Anfang des Jahrhunderts reist Baron Otto von Ottringel in Begleitung seiner Ehefrau und einer Bekannten mit Pferd und Wohnwagen durch Südengland. Was sich während der Reise ereignet, erfährt der Leser aus der Sicht des dünkelhaften, deutschnationalen, demokratie- und frauenfeindlichen Barons. Der Roman, den die satirische Zeitschrift "Punch" nach seinem Erscheinen 1909 zu den "geistreichsten und amüsantesten Geschichten des Jahres" rechnete, ist wohl der witzigste, den Elizabeth von Arnim je geschrieben hat. Mit gnadenlosem Spott traktiert sie eine Gesinnung, die ihr während ihrer Jahre in Deutschland auf Schritt und Tritt begegnet sein dürfte.
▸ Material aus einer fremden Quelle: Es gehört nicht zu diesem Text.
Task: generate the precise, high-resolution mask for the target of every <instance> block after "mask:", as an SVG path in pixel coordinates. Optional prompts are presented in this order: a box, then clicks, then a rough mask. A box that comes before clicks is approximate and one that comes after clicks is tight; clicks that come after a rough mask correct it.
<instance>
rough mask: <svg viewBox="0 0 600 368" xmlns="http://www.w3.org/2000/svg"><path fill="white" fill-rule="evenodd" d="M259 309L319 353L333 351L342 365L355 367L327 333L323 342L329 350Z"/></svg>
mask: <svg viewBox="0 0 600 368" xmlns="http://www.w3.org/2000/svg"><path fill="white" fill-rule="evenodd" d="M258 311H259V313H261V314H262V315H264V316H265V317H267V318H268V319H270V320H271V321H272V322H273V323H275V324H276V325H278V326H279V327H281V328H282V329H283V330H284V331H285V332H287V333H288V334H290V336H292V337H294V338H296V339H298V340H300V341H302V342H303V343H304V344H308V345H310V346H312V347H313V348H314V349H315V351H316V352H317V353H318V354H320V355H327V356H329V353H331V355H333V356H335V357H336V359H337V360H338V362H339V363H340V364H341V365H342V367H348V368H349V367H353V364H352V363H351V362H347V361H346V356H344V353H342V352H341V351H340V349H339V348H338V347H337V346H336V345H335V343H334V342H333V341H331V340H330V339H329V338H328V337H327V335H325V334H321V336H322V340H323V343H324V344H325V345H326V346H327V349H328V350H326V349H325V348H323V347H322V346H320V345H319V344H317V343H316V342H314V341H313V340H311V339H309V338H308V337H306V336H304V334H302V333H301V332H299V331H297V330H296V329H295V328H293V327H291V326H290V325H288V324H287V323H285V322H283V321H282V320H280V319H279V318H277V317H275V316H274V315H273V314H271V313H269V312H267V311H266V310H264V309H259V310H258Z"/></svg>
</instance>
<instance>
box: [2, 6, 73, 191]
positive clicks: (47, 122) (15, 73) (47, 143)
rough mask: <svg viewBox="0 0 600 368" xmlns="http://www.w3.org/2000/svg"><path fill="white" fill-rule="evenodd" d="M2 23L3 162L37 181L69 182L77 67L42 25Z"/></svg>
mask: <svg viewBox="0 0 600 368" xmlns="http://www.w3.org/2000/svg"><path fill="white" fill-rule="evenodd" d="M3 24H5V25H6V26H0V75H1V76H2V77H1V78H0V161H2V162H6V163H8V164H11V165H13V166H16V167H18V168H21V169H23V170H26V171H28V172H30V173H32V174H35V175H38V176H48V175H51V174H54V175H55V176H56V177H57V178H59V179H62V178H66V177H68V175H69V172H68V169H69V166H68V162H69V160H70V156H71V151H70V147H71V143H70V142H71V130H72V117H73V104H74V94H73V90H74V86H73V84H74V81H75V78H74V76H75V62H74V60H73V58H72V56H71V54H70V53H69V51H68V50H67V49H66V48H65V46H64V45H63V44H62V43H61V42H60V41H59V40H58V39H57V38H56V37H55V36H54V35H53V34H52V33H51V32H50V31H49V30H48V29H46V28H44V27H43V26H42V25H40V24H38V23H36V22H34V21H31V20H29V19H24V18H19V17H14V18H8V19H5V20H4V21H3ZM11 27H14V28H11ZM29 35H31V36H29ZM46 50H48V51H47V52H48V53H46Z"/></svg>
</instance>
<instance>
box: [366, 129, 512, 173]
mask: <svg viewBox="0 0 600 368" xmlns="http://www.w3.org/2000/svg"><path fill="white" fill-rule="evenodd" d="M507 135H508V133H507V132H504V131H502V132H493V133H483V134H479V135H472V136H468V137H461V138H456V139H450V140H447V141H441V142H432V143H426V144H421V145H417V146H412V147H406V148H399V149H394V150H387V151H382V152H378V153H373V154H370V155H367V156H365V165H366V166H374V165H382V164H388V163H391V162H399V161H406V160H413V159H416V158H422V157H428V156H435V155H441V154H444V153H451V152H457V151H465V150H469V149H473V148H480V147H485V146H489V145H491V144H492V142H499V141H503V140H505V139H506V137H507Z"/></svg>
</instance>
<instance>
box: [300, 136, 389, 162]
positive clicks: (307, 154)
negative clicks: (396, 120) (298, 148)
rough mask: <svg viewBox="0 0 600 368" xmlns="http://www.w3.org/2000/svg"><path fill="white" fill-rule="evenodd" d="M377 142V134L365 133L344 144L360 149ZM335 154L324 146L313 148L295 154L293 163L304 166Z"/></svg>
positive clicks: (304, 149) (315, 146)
Ich muss sagen, ich habe in der letzten Zeit kaum ein anderes Buch gelesen, das es in Sachen Witz und Ironie mit Arnims "Reisegellschaft" aufnehmen kann, von den Moers-Romanen einmal abgesehen. Das Buch stand, von einer Bekannten geliehen, noch ungelesen bei uns zu Hause im Regal, und ich habe es ohne große Erwartungen begonnen; eigentlich nur deshalb, weil es sich eben auch um einen Reiseroman handelt - die lese ich immer gerne. Den Reiz machen jedoch tatsächlich die selbstgefälligen Bemerkungen des Ich-Erzähles Baron Ottringel aus, der allen Chauvinisten dieser Erde zum Vorbild gereichen müsste und der natürlich die britischen Eigenarten aus Sicht eines extrem pedantischen, preußischen Offiziers kommentiert:
"Als ich so dahinschritt, müssen die Leute wohl gemerkt haben, dass ich ein preußischer Offizier bin, denn viele schauten mich interessiert an. Hätte ich doch meine Uniform und meine Sporen angehabt, damit die memmenhafte Insel einmal einen richtigen Soldaten gesehen hätte! Ich kam mir komisch vor inmitten von lauter Zivilisten. Obwohl es noch so früh am Morgen war, spie jeder ankommende Zug Myriaden derselben beiderlei Geschlechts aus. Keinen einzigen Uniformknopf sah man blitzen, keinen einzigen Säbel hörte man klirren; aber – wird man mir das glauben? – mindestens einer von dreien, die ankamen, trug, oftmals in Seidenpapier gewickelt und stets so vorsichtig wie ein besonders gutes belegtes Brötchen, einen Blumenstrauß. Das schien mir für die verweichlichte, unmilitärische Nation sehr charakteristisch zu sein. In Preußen tragen manchmal nutzlose Personen wie alte Frauen Blumensträuße von einem Punkt zum anderen -, aber dass man einen Mann so sehen würde, einen Mann, der augenscheinlich in sein Büro ging, mit seiner Aktentasche und ernstem Gesicht, das war ein Anblick, mit dem ich nicht gerechnet hatte. Dieses unmännliche Gebaren verblüffte mich ungemein. Ich könnte ja verstehen, dass man sich ein Päckchen mit etwas zum Naschen mitbringt, irgendeinen Leckerbissen aus der häuslichen Küche – aber einen Blumenstrauß! Na schön, sollten sie doch weitermachen mit ihrer Verweichlichung. Zu allen Zeiten war sie es, die dem Untergang eines Volkes vorausging, und das fette kleine Land wird eines Tages ein köstlicher Bissen im kräftigen Rachen eines kontinentalen (und mit nahezu absoluter Sicherheit deutschen) Raubtiers sein."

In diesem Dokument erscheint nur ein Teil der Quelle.